Nihat Hatipoğlu’dan bira içen kızlarla ilgili yeni açıklama: Ben de sizinle beraber oturayım mı deseydim

Ünlü ilahiyatçı Nihat Hatipoğlu‘nun bira içerden gördüğü genç kızlarla ilgili kelamları büyük tartışma yaratmıştı. Bahisle ilgili yeni bir açıklama yapan Hatipoğlu, “Peki ne bekliyorlardı benden oradan geçerken: Gençler aferin. Devam edin. Bir de ben de sizinle bir arada oturayım bari mi demeliydim?” tabirlerini kullandı.

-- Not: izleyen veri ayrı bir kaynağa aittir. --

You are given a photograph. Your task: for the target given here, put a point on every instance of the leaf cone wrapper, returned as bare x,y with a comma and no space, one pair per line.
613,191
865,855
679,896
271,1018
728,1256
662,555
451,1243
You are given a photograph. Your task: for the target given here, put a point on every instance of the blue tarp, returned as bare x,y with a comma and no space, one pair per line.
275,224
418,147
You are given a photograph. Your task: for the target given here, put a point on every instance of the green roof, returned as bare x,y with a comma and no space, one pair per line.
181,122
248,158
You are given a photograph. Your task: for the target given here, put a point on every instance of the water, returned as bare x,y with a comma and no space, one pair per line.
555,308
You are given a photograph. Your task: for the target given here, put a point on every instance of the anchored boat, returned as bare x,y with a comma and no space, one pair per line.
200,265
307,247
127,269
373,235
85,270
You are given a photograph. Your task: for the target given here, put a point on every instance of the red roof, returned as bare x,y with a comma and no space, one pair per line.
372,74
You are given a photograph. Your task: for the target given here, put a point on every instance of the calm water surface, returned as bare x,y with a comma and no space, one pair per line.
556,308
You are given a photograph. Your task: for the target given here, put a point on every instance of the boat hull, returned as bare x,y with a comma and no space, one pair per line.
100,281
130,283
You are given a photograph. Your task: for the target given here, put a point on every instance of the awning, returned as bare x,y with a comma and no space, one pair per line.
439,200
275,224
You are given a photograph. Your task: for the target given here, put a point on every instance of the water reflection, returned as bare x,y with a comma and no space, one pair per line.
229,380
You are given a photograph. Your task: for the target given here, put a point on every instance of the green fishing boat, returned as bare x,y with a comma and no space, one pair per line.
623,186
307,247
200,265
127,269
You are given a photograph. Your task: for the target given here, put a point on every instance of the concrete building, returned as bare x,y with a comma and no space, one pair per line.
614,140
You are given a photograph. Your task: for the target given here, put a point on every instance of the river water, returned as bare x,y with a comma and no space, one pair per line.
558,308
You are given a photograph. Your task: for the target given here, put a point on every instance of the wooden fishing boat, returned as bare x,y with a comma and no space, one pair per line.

İşte Hatipoğlu’nun bahse ait açıklaması;
“Bir kısım insan bir ilahiyatçının nasıl olur da bira içen gençlere hayret ettiğini yazdı. Farklı. Kur’an alkolün her türlüsünü yasaklıyor. İçkinin haram olduğunu bilmeyen yok. Diğerinin hayatına karışmadan, müdahale etmeden, hakaret etmeden haram olan bir şeyden rahatsız olduğumuzu söylememiz ne vakitten beri yadırganır oldu!
“BUNU YAPMAZSAK YADIRGANMALIYIZ”
Bunu yapmazsak yadırganmalıyız. Biz kumardan da, kul hakkını yemekten de, zulmetmekten de, hasetten de, gıybetten de, faizden de, rüşvetten de, diğerinin hakkını yemekten de, haksız yarardan da, şirkten de, namaz kılınmamasından da ve gibisi her haramdan da rahatsız oluruz. Ve bunu birinci sefer söylüyor da değiliz.
“NE DESEYDİM YANINIZA OTURAYIM MI DESEYDİM?”
Pekala ne bekliyorlardı benden oradan geçerken: Gençler aferin. Devam edin. Bir de ben de sizinle birlikte oturayım bari mi demeliydim? Hiçbir şey demeden ve hatta onları mahcup etmemek için oraya ağırlaşmadan yanımdaki dostlara bakıp süratli geçelim dedim. Yolumuza devam ettik.”
NİHAT HAİTOĞLU NE DEMİŞTİ?
Hatipoğlu, kaleme aldığı köşe yazısında şu satırlara yer vermişti: “Bir vilayetimizdeki bir sokaktan hayretler içinde geçtim. Halbuki o sokak genç kız ve erkeklerin daha ağır geldikleri bir yermiş ve dışarıda, içeride doğrusu Avrupa’nın rastgele bir merkezindeki imgeyi aksettiriyordu. Dışarıda dört genç kızımız bira içiyorlardı. Yüzümüzde maske vardı. Beni tanıdılar ve dördü birden biralarını sakladılar. Mahcup bir gülümseme ile ‘Hocamız geçiyor çocuklar’ dediklerini işittim. Daha var. Edep, hürmet elbette var. Lakin oradakiler de bu ülkenin evlatları, çocukları. Onları yok saymak yerine var kabul edip, o denli hareket etmek lazım. Ve o gençlerimizi asli karakterine yönlendirecek bir yol takip etmeliyiz. Yoksa gelecekte köprü altlarında bedenine zehir enjekte eden genç vücutlara şahit oluruz.”